When found on the sea-shore that morning by the father of his friend Osman, Mohammed Ali was taken up to the governor's house, where he was tenderly cared for.
For many days he remained entirely unconscious of all that was going on around him. He lay there coffined in his grief, as in living death. They cooled his feverish brow, and poured strengthening cordials between his lips. The magi cians and sorcerers, as well as the physicians of Cavalla and the neighboring cities, were summoned to his assistance by the tschorbadji and his son. But neither amulets nor talismans, neither medicines nor herbs, could heal the wounds which did not bleed, or cool the burning pain of his soul.
He lay there motionless, his eyes gazing fixedly at vacancy, and yet they constantly saw the one fearful yet blissful picture, the Flower of Praousta, the white dove, as she lay there in the early dawn, her large eyes fixed on him tenderly ; and saw, too, the fearful, the never-to-be-forgotten event. As the dark body sank beneath the waves, a shudder would course through his whole being, and a scarcely-audible cry escape his lips. The ear of his listening friend Osman would catch the word that escaped him, and this word was "Revenge! revenge!"With time all things pass away. There is a limit to the profoundest pain, to the profoundest torpor. One day Mohammed raised his hand and in a low voice called for water.
Consciousness had returned. He now felt the torment that glowed in his soul. When a man has become conscious of his suffering, there is a possibility of relief.

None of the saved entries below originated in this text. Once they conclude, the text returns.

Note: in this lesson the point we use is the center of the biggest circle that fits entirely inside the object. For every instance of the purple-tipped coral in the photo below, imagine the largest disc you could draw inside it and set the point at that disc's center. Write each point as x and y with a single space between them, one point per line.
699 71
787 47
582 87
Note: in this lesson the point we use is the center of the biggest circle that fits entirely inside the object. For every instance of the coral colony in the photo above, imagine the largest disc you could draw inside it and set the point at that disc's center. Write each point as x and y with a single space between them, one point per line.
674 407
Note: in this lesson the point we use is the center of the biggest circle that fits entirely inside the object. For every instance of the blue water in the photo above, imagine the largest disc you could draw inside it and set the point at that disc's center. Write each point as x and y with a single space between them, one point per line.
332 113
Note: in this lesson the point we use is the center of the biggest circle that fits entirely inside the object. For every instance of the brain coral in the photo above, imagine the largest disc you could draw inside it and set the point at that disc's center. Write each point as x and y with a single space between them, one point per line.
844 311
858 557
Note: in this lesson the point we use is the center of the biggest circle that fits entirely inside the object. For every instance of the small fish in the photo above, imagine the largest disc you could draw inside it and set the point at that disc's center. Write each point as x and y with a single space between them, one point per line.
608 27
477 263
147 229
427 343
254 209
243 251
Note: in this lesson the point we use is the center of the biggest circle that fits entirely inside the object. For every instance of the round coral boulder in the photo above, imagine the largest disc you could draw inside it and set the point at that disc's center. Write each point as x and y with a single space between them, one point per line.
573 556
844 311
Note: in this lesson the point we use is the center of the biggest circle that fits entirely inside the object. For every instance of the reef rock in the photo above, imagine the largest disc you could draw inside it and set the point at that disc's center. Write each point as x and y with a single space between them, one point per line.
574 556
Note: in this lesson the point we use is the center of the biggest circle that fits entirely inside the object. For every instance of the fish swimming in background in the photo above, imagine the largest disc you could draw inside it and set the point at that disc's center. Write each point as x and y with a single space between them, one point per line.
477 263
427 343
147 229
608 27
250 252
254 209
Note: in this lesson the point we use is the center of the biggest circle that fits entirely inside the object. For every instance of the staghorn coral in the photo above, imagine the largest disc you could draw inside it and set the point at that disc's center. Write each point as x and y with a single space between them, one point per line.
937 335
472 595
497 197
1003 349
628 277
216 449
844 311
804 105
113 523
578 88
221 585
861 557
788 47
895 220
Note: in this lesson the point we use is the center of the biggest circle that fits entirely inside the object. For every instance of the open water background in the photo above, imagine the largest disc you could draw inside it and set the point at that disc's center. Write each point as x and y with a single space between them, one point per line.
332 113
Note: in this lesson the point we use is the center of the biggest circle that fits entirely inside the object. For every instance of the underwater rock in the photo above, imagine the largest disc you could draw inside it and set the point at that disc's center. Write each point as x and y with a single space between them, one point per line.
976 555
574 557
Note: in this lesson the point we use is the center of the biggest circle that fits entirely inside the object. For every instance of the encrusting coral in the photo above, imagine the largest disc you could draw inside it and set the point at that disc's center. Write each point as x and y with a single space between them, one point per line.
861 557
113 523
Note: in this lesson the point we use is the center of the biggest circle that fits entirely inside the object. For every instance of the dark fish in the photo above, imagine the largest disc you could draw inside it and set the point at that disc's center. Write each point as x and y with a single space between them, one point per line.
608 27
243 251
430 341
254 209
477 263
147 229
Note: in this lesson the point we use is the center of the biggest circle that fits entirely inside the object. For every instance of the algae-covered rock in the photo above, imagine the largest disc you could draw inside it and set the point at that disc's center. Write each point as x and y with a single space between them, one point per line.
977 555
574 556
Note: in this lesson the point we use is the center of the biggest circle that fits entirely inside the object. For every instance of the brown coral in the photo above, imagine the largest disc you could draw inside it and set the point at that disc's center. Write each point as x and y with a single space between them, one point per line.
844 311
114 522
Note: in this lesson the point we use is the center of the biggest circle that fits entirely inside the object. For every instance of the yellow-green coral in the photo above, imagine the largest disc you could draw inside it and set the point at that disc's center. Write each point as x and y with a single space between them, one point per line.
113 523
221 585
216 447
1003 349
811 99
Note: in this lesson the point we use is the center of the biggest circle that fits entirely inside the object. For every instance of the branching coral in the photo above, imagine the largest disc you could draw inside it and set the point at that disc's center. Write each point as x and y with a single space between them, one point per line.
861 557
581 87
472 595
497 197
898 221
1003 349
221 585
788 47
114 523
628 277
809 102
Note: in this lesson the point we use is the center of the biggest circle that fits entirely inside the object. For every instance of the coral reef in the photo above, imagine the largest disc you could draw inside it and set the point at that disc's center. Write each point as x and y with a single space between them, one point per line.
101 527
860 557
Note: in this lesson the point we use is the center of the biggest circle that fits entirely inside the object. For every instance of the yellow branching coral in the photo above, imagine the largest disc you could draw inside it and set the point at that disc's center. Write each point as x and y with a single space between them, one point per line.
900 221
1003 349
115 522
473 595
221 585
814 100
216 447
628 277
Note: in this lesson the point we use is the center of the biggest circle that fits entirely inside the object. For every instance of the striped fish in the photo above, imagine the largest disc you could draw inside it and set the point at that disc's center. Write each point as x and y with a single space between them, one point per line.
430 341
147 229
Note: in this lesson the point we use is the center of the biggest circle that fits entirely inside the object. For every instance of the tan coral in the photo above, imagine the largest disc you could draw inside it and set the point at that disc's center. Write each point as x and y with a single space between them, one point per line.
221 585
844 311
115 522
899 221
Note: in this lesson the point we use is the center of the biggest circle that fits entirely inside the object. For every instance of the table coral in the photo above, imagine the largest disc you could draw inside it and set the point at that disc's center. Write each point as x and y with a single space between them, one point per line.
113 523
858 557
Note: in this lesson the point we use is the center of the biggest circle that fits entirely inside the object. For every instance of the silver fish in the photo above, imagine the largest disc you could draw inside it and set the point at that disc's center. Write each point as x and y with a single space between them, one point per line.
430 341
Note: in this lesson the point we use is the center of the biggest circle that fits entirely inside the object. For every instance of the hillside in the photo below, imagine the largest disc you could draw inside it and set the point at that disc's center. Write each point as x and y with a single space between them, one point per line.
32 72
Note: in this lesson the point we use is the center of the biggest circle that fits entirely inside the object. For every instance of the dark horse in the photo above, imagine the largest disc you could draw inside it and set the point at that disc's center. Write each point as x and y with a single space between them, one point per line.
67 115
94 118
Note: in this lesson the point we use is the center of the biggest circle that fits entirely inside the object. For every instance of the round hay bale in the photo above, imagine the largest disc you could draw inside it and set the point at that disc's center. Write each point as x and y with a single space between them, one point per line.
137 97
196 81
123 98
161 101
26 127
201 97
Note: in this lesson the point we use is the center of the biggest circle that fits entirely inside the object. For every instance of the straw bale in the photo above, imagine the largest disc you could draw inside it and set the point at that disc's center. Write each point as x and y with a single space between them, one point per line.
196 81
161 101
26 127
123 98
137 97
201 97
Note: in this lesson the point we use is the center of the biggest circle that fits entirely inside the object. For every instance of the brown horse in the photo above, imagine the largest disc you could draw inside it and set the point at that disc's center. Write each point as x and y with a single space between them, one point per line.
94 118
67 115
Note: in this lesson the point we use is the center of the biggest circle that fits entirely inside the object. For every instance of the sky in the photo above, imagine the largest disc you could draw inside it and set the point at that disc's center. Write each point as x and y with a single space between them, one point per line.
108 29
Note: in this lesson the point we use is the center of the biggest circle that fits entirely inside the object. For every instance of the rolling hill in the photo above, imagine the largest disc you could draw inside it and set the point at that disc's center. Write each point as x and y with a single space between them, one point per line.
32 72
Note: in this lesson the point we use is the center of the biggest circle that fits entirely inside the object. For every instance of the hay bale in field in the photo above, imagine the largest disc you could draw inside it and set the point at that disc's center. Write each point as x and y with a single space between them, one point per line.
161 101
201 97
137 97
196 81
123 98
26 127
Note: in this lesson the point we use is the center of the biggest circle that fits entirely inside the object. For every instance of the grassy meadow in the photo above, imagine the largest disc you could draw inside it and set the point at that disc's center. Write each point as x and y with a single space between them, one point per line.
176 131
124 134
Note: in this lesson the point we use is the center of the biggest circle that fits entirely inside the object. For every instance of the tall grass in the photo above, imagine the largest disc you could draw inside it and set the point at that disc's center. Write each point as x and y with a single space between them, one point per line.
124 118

The water at least cooled his lips; and the tender, affectionate words of his friend, and the tears of sympathy that fell upon his countenance, at last cooled the fire that burned in his soul.
Happy is be who can impart his grief to others, whom Fate does not compel to confine it within his own bosom, and let it gnaw at his vitals. Happy is he who can pour out the burden of his sorrow and suffering in the ear of a friend! That grief of which one can speak is not mortal.
But there is another kind of grief and suffering more bitter than that--it is deep, like the grave. Black like the night is the grief that can find no utterance, that is chained to the heart by a sense of duty.
Are such the grief and suffering that burden the breast of the pale man who stands there on the shore gazing out at the sea? Are such the grief and suffering that sometimes break in upon the solitude and stillness of the night in low sobs from the lips of the man who, but ten years ago, was so full of the courage, energy, and joyousness of youth?
Osman had not nursed his friend alone. A woman had stood at his side; the beautiful Ada, of whom Osman some times whispered to his friend that she loved him.
Upon hearing of his grief and illness, Ada, conscious of her love only, and casting aside all the fetters that bound her, had left her husband's house and came to the palace of her uncle, with whom she was a great favorite. With glowing words she told him that she would never return to the house of her husband, who had long tormented her with his fierce jealousy, because he well knew that his wife did not love him, but loved the friend of his relative, young Mohammed Ali.